Las luces de las linternas bailaban como fantasmas en la zona de las tumbas, y Mahler prestó atención para oír si se acercaba alguien más. Lo único que escuchó fueron las voces lejanas de los que habían llegado antes, y bajo, muy bajo, Eine Kleine Nachtmusik desde su móvil en el coche. El anuncio de la luz roja del amanecer rayaba el cielo.
– ¿Elias?
No hubo respuesta. Su cuerpecillo yacía tendido sobre el empedrado, como si no fuera más que una sombra.
«¿Me oirá? ¿Me verá? ¿Sabrá que soy yo?».
Se agachó, puso las manos debajo de las rodillas y de la cabeza de Elias, se levantó y fue hacia el coche.
– Ahora nos vamos a casa, chaval.
En el aparcamiento había ahora otros tres coches: una ambulancia, un Audi con el logo del periódico y un Volvo de matrícula rara con los números de color amarillo sobre el fondo negro. Mahler tardó un poco en caer en la cuenta: era un vehículo militar.
«¿El ejército? ¿Será tan grave?».
La presencia del vehículo militar lo reafirmó en la idea de que había hecho bien en no dar a conocer su presencia. Cuando los militares entraban en escena, alguna otra cosa salía por la ventana.

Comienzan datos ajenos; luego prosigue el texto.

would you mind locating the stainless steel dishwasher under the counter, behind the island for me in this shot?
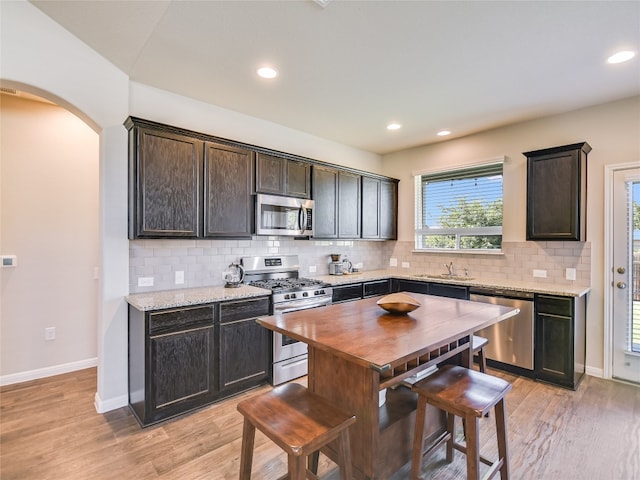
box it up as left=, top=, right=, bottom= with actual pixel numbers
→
left=469, top=287, right=534, bottom=373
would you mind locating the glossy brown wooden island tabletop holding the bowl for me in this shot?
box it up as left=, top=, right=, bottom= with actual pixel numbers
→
left=258, top=293, right=518, bottom=386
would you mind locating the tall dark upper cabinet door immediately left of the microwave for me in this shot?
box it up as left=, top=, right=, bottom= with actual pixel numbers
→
left=204, top=142, right=254, bottom=238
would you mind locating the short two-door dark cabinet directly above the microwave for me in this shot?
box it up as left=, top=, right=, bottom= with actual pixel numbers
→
left=256, top=153, right=311, bottom=198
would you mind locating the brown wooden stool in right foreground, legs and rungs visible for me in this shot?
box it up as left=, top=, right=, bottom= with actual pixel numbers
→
left=411, top=365, right=511, bottom=480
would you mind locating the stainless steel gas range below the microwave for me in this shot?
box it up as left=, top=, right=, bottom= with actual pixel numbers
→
left=241, top=255, right=333, bottom=385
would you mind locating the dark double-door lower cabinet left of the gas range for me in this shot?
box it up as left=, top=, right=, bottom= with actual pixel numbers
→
left=129, top=297, right=271, bottom=426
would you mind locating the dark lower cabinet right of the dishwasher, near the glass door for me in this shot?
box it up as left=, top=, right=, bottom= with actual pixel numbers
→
left=534, top=295, right=586, bottom=390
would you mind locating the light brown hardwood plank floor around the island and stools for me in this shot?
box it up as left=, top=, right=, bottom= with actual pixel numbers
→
left=0, top=369, right=640, bottom=480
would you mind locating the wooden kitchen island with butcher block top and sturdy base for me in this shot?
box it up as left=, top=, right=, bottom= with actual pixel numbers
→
left=257, top=293, right=518, bottom=480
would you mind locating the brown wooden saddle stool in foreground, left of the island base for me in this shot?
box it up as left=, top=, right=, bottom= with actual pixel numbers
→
left=238, top=383, right=356, bottom=480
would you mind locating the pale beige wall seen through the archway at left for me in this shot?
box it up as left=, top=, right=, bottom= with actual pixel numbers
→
left=0, top=95, right=99, bottom=383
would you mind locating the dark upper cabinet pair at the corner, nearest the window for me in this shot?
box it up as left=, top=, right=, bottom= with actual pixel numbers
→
left=362, top=176, right=398, bottom=240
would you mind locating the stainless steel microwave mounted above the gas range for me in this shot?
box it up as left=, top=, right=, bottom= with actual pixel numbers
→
left=256, top=193, right=314, bottom=237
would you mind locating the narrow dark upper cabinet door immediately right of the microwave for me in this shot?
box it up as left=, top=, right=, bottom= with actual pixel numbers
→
left=313, top=165, right=339, bottom=238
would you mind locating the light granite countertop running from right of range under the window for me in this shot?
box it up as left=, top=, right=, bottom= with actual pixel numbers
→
left=314, top=268, right=591, bottom=297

El cuerpo de Elias era ligero, muy ligero, en sus brazos. Inexplicablemente ligero teniendo en cuenta lo… gordo que se había puesto. Su estómago era tan grande que los últimos botones del pijama habían saltado debido a la presión. Pero Mahler sabía que allí dentro sólo había gas formado por la putrefacción de las bacterias de la flora intestinal. Nada que pesara.
Colocó con cuidado a Elias en el asiento trasero, bajó el respaldo de su asiento al máximo para poder sentarse con la espalda apoyada. Conducía casi tumbado cuando salió del aparcamiento. Bajó las ventanillas de los dos lados.
Sólo había un par de kilómetros hasta su apartamento. Mahler fue hablando con Elias durante todo el recorrido, sin obtener ninguna respuesta.
Gustav colocó a Elias en el sofá sin encender las luces de la sala de estar, se inclinó sobre él y le besó en la frente.
– Ahora vuelvo, pequeño. Sólo voy a…
Sacó tres analgésicos del cajón de las medicinas que tenía en la cocina y se los tragó con un poco de agua.